The vampire shrieked, her final moment met with nothing more than terror. One instant present and the next vaporized in the aftermath of the directed storm. The perfect climax to Soriya Greystone’s first night back on the job. Life continued in the city of Portents with her protector back on the streets. Until the lightning struck.
Then everything changed.
There was no control in the blast.

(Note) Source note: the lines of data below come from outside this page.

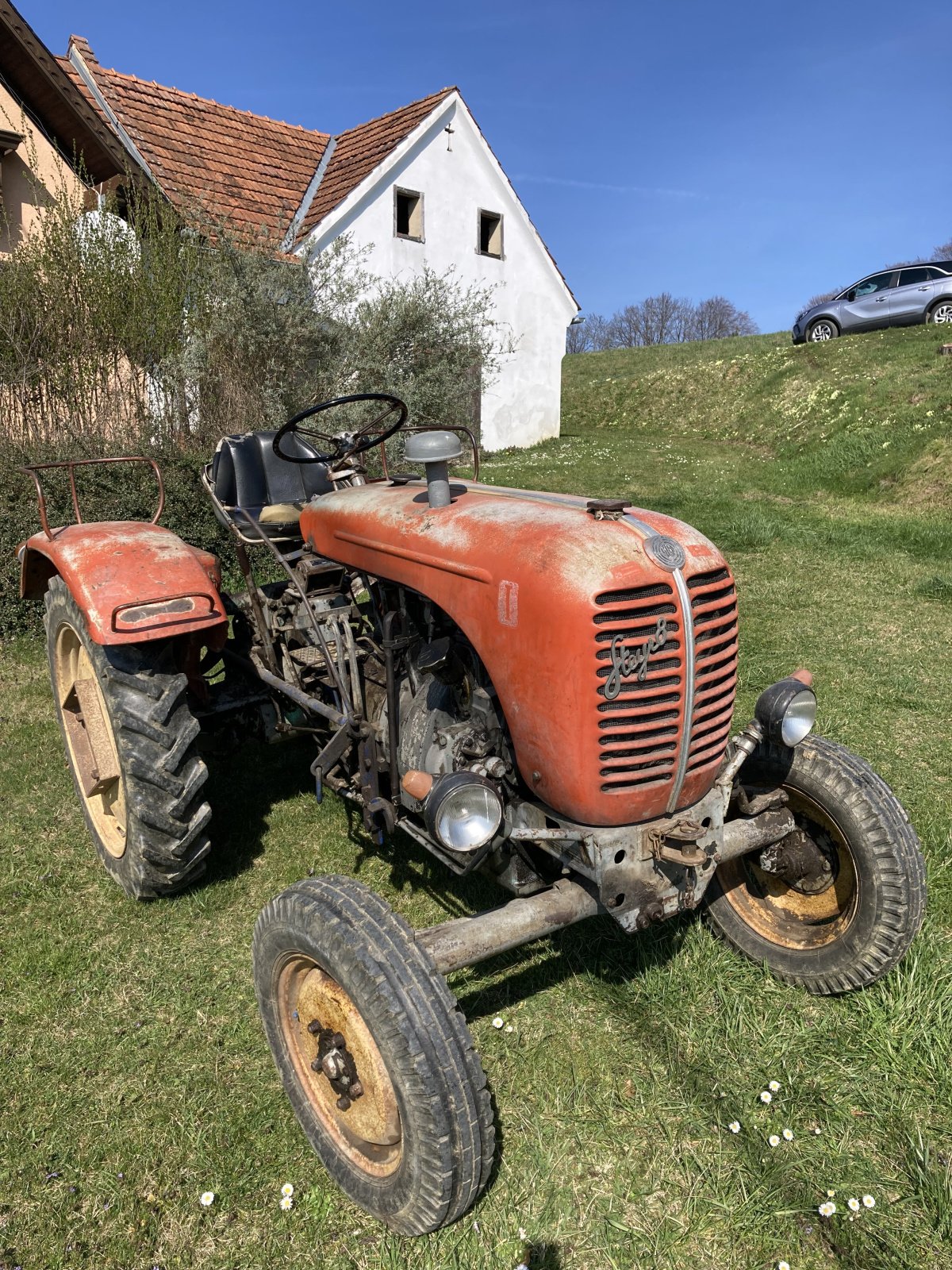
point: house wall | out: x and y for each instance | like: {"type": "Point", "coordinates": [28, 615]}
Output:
{"type": "Point", "coordinates": [33, 177]}
{"type": "Point", "coordinates": [457, 175]}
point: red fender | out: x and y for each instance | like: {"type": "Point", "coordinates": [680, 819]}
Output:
{"type": "Point", "coordinates": [132, 581]}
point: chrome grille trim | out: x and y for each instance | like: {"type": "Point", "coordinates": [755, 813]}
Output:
{"type": "Point", "coordinates": [689, 641]}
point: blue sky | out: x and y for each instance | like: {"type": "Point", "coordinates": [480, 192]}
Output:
{"type": "Point", "coordinates": [755, 150]}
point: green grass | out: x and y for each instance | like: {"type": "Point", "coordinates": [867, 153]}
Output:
{"type": "Point", "coordinates": [136, 1072]}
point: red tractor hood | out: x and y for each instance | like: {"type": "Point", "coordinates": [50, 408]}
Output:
{"type": "Point", "coordinates": [615, 673]}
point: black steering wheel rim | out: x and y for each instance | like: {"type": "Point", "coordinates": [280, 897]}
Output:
{"type": "Point", "coordinates": [348, 444]}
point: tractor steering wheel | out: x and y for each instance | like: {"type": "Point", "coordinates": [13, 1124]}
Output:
{"type": "Point", "coordinates": [343, 444]}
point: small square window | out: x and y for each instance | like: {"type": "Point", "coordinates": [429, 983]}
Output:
{"type": "Point", "coordinates": [490, 234]}
{"type": "Point", "coordinates": [408, 214]}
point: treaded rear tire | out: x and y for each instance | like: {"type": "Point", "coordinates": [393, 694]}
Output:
{"type": "Point", "coordinates": [446, 1115]}
{"type": "Point", "coordinates": [165, 841]}
{"type": "Point", "coordinates": [886, 861]}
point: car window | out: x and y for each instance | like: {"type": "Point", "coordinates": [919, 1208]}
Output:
{"type": "Point", "coordinates": [879, 283]}
{"type": "Point", "coordinates": [913, 277]}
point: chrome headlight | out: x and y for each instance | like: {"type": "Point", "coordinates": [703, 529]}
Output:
{"type": "Point", "coordinates": [787, 711]}
{"type": "Point", "coordinates": [463, 812]}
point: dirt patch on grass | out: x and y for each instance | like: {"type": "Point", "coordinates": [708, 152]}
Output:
{"type": "Point", "coordinates": [928, 482]}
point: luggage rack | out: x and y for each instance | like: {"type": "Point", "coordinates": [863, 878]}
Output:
{"type": "Point", "coordinates": [71, 465]}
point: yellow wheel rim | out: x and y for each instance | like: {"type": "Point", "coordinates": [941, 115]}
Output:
{"type": "Point", "coordinates": [90, 741]}
{"type": "Point", "coordinates": [782, 914]}
{"type": "Point", "coordinates": [368, 1132]}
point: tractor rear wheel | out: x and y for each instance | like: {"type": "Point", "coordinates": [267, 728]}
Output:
{"type": "Point", "coordinates": [374, 1054]}
{"type": "Point", "coordinates": [129, 737]}
{"type": "Point", "coordinates": [850, 899]}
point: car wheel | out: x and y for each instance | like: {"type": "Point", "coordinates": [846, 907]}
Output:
{"type": "Point", "coordinates": [824, 328]}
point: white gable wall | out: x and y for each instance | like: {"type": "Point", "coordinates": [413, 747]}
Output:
{"type": "Point", "coordinates": [532, 302]}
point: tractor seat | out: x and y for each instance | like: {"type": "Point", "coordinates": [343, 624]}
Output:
{"type": "Point", "coordinates": [248, 476]}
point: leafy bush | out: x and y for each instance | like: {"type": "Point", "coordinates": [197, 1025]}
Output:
{"type": "Point", "coordinates": [143, 336]}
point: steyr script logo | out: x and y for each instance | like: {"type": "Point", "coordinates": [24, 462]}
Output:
{"type": "Point", "coordinates": [634, 660]}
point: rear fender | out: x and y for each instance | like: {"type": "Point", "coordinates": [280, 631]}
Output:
{"type": "Point", "coordinates": [133, 582]}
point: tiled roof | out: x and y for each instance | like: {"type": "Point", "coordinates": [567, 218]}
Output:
{"type": "Point", "coordinates": [362, 149]}
{"type": "Point", "coordinates": [245, 168]}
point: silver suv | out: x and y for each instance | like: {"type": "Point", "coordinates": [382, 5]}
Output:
{"type": "Point", "coordinates": [896, 298]}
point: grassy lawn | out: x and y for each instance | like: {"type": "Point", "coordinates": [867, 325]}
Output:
{"type": "Point", "coordinates": [135, 1066]}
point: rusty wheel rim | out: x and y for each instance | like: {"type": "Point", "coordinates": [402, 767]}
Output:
{"type": "Point", "coordinates": [90, 741]}
{"type": "Point", "coordinates": [368, 1132]}
{"type": "Point", "coordinates": [782, 914]}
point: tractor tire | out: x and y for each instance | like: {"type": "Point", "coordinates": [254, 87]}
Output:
{"type": "Point", "coordinates": [850, 926]}
{"type": "Point", "coordinates": [129, 736]}
{"type": "Point", "coordinates": [334, 965]}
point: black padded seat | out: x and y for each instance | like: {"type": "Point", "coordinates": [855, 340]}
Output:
{"type": "Point", "coordinates": [248, 474]}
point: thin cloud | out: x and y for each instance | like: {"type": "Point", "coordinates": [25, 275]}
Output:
{"type": "Point", "coordinates": [615, 190]}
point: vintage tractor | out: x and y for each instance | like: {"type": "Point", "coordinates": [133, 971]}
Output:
{"type": "Point", "coordinates": [537, 686]}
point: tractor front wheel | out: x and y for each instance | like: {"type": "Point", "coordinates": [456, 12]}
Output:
{"type": "Point", "coordinates": [129, 738]}
{"type": "Point", "coordinates": [374, 1054]}
{"type": "Point", "coordinates": [837, 903]}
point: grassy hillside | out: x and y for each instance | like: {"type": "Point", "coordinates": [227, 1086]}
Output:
{"type": "Point", "coordinates": [136, 1073]}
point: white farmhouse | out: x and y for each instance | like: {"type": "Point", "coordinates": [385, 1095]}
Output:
{"type": "Point", "coordinates": [419, 186]}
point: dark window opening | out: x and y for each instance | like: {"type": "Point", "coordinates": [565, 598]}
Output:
{"type": "Point", "coordinates": [492, 234]}
{"type": "Point", "coordinates": [408, 214]}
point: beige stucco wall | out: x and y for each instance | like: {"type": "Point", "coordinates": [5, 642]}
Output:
{"type": "Point", "coordinates": [33, 177]}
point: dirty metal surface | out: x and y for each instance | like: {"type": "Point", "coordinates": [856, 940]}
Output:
{"type": "Point", "coordinates": [313, 1007]}
{"type": "Point", "coordinates": [520, 572]}
{"type": "Point", "coordinates": [133, 581]}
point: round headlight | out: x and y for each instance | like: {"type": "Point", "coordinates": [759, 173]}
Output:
{"type": "Point", "coordinates": [787, 711]}
{"type": "Point", "coordinates": [463, 812]}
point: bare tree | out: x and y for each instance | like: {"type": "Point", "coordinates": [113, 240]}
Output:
{"type": "Point", "coordinates": [628, 327]}
{"type": "Point", "coordinates": [577, 338]}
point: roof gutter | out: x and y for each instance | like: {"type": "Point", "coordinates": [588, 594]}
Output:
{"type": "Point", "coordinates": [86, 76]}
{"type": "Point", "coordinates": [305, 206]}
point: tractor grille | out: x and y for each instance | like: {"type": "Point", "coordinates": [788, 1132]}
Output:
{"type": "Point", "coordinates": [714, 605]}
{"type": "Point", "coordinates": [641, 729]}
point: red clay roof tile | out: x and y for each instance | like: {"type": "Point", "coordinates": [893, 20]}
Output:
{"type": "Point", "coordinates": [241, 167]}
{"type": "Point", "coordinates": [245, 168]}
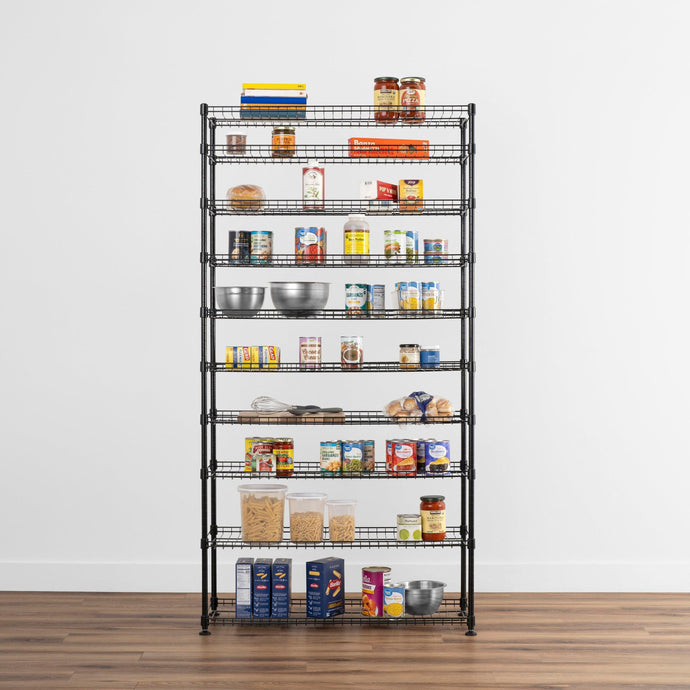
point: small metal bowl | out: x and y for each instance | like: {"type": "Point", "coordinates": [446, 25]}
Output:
{"type": "Point", "coordinates": [423, 597]}
{"type": "Point", "coordinates": [246, 300]}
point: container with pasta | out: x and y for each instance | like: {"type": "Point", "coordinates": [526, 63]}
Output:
{"type": "Point", "coordinates": [341, 519]}
{"type": "Point", "coordinates": [306, 516]}
{"type": "Point", "coordinates": [262, 508]}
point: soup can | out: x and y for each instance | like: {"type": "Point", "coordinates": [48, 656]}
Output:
{"type": "Point", "coordinates": [353, 456]}
{"type": "Point", "coordinates": [261, 249]}
{"type": "Point", "coordinates": [373, 581]}
{"type": "Point", "coordinates": [330, 461]}
{"type": "Point", "coordinates": [394, 601]}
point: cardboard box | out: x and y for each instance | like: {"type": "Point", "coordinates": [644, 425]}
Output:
{"type": "Point", "coordinates": [261, 595]}
{"type": "Point", "coordinates": [281, 587]}
{"type": "Point", "coordinates": [325, 587]}
{"type": "Point", "coordinates": [243, 587]}
{"type": "Point", "coordinates": [370, 147]}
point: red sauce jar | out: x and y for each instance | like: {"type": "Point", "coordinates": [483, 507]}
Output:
{"type": "Point", "coordinates": [433, 511]}
{"type": "Point", "coordinates": [412, 99]}
{"type": "Point", "coordinates": [386, 99]}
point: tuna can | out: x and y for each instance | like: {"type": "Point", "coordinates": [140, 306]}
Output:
{"type": "Point", "coordinates": [373, 582]}
{"type": "Point", "coordinates": [437, 458]}
{"type": "Point", "coordinates": [261, 247]}
{"type": "Point", "coordinates": [238, 246]}
{"type": "Point", "coordinates": [353, 456]}
{"type": "Point", "coordinates": [330, 462]}
{"type": "Point", "coordinates": [394, 601]}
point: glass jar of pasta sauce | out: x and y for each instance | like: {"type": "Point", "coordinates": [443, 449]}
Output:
{"type": "Point", "coordinates": [412, 99]}
{"type": "Point", "coordinates": [386, 99]}
{"type": "Point", "coordinates": [283, 456]}
{"type": "Point", "coordinates": [433, 511]}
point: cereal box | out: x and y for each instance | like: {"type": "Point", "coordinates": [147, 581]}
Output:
{"type": "Point", "coordinates": [261, 604]}
{"type": "Point", "coordinates": [243, 587]}
{"type": "Point", "coordinates": [325, 587]}
{"type": "Point", "coordinates": [281, 586]}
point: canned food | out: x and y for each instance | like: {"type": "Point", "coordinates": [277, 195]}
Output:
{"type": "Point", "coordinates": [310, 245]}
{"type": "Point", "coordinates": [353, 456]}
{"type": "Point", "coordinates": [437, 458]}
{"type": "Point", "coordinates": [372, 589]}
{"type": "Point", "coordinates": [261, 249]}
{"type": "Point", "coordinates": [356, 299]}
{"type": "Point", "coordinates": [238, 246]}
{"type": "Point", "coordinates": [394, 601]}
{"type": "Point", "coordinates": [330, 461]}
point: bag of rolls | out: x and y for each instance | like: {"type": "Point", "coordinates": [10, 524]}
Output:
{"type": "Point", "coordinates": [419, 406]}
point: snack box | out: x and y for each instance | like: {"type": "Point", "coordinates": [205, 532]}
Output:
{"type": "Point", "coordinates": [243, 587]}
{"type": "Point", "coordinates": [261, 604]}
{"type": "Point", "coordinates": [325, 587]}
{"type": "Point", "coordinates": [361, 147]}
{"type": "Point", "coordinates": [281, 587]}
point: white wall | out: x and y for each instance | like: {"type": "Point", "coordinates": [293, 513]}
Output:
{"type": "Point", "coordinates": [582, 239]}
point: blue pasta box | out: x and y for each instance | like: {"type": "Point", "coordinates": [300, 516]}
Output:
{"type": "Point", "coordinates": [243, 587]}
{"type": "Point", "coordinates": [281, 587]}
{"type": "Point", "coordinates": [261, 604]}
{"type": "Point", "coordinates": [325, 587]}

The lightning, once channeled to perfection through the rune cast on the Greystone’s face, hit with such terrible fury that the room exploded with the force of a thousand shockwaves. The creature of the night felt nothing in the instant of her death. Soriya, however, took the brunt of the aftermath, ejected from the room by the lightning.
She felt weightless. Wind whipped around her, the seconds lost in confusion and fear. The city blurred, the lights below blinding. Instinct took over. Seven floors up, there was little time for decision making. Even less time for her better judgment, not that it had a role in anything anymore.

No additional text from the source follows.